As my awareness increased, I realised I wanted to do something in response. I couldn’t just do nothing. I attended college and became a nature/heritage interpreter. This allowed me to tell people how nature is important to our personal health and survival, and how we are having negative impacts on it. That was good, but I needed solutions. I also became increasingly aware of my own negative impact on the planet. One day I decided to actually write what I called my personal ecologization plan.

After inventorying what I consumed, I analysed how my consumption choices were polluting the earth. Following this, I looked for and identified better consumption choices. I divided my consumption choices into categories: food, clothing, shelter, transportation, energy and found that for every category the same conclusion emerged: reduce where possible, then buy/produce local and organic. 

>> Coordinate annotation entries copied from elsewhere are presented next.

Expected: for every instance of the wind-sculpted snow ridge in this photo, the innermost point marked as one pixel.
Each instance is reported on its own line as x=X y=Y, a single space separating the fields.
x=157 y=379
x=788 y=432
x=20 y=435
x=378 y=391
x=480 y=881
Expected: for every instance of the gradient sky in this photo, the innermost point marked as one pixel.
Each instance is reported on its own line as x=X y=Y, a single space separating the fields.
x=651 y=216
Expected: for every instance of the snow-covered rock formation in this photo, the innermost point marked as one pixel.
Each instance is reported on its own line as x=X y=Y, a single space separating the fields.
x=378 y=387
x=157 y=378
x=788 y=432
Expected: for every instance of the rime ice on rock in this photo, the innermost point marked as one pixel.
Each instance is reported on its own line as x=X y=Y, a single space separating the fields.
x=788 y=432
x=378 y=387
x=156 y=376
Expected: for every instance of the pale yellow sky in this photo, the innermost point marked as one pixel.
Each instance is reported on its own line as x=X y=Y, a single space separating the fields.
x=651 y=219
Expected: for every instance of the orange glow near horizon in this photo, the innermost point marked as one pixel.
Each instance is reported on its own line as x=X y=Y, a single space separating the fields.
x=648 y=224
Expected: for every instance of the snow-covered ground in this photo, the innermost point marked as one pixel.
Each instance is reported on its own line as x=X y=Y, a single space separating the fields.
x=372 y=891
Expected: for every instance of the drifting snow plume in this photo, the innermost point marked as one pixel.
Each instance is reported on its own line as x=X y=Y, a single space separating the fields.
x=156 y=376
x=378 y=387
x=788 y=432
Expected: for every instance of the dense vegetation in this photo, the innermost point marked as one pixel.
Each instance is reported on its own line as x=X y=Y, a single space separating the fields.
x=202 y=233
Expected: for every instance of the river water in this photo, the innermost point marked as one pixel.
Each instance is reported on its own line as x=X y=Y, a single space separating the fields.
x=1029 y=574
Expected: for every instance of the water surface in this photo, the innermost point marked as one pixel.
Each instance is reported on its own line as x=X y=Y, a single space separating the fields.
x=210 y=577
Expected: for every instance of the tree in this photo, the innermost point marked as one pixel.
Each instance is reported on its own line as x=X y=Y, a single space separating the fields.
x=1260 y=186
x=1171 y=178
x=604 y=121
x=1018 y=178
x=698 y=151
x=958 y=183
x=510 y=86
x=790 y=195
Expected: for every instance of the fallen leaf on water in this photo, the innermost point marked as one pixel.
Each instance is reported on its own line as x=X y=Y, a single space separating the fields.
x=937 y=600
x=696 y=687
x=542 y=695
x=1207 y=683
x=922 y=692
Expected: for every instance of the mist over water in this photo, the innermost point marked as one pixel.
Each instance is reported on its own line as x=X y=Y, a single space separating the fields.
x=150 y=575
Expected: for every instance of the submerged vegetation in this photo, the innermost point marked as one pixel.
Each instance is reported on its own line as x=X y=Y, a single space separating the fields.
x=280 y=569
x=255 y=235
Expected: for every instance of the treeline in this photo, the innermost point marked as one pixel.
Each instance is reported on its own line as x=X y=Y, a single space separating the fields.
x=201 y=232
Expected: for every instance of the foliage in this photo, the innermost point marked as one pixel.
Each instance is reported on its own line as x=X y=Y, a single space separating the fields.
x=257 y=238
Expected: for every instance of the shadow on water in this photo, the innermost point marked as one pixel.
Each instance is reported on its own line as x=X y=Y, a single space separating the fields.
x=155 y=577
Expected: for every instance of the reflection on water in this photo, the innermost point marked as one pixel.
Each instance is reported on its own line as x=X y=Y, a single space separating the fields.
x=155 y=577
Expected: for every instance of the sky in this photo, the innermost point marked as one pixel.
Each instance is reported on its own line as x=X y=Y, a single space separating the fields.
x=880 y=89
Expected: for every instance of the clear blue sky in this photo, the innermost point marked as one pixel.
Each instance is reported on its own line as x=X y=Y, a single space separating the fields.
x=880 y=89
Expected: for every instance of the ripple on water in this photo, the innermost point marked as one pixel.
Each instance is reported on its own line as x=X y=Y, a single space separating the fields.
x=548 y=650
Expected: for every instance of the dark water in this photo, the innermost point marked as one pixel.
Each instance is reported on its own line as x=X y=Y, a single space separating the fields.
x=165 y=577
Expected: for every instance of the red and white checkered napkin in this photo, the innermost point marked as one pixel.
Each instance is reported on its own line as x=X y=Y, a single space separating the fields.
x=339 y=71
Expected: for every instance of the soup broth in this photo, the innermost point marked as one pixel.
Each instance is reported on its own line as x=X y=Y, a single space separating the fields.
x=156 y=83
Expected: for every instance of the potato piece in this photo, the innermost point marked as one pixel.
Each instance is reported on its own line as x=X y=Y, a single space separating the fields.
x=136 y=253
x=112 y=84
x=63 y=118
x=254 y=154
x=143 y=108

I believe I have found something important, universal and empowering. I believe that my best chance for a positive influence on my fellow citizens is to show them an attainable lifestyle model. For more that 20 years I have been trying to reduce my needs and to buy/produce local and organic. I am now living in a well insulated house with predominantly south facing windows. The house has thermal mass to store heat. I use local wood to heat my house. I buy no veggies. In my house I eat veggies produced in my garden and I am on my way to meet my needs in fruits. I buy (or trade) locally produced milk products, eggs and meats.

I have also discovered that these goals are an active, efficient, non-violent way of resisting the pollution of corporations and governments. Today, many multinationals exploit poor peoples, paying them low wages and driving them off their lands so they can sell food products to the rich – us. Sustainability must support justice for all – both today and for future generations. Sustainability must mean that the person who produces for us gets a fair wage, and ideally we need to know him/her as person. Geographic distance is the enemy of such knowledge and encourages indifference.

I joined the South Eastman Transition Initiative because it is urgent that we change our lifestyle. I don’t think I can become totally self-sufficient in everything. I need help. I need a community that shares my goals. I offer my services to this community and I ask for help in this walk towards sustainability.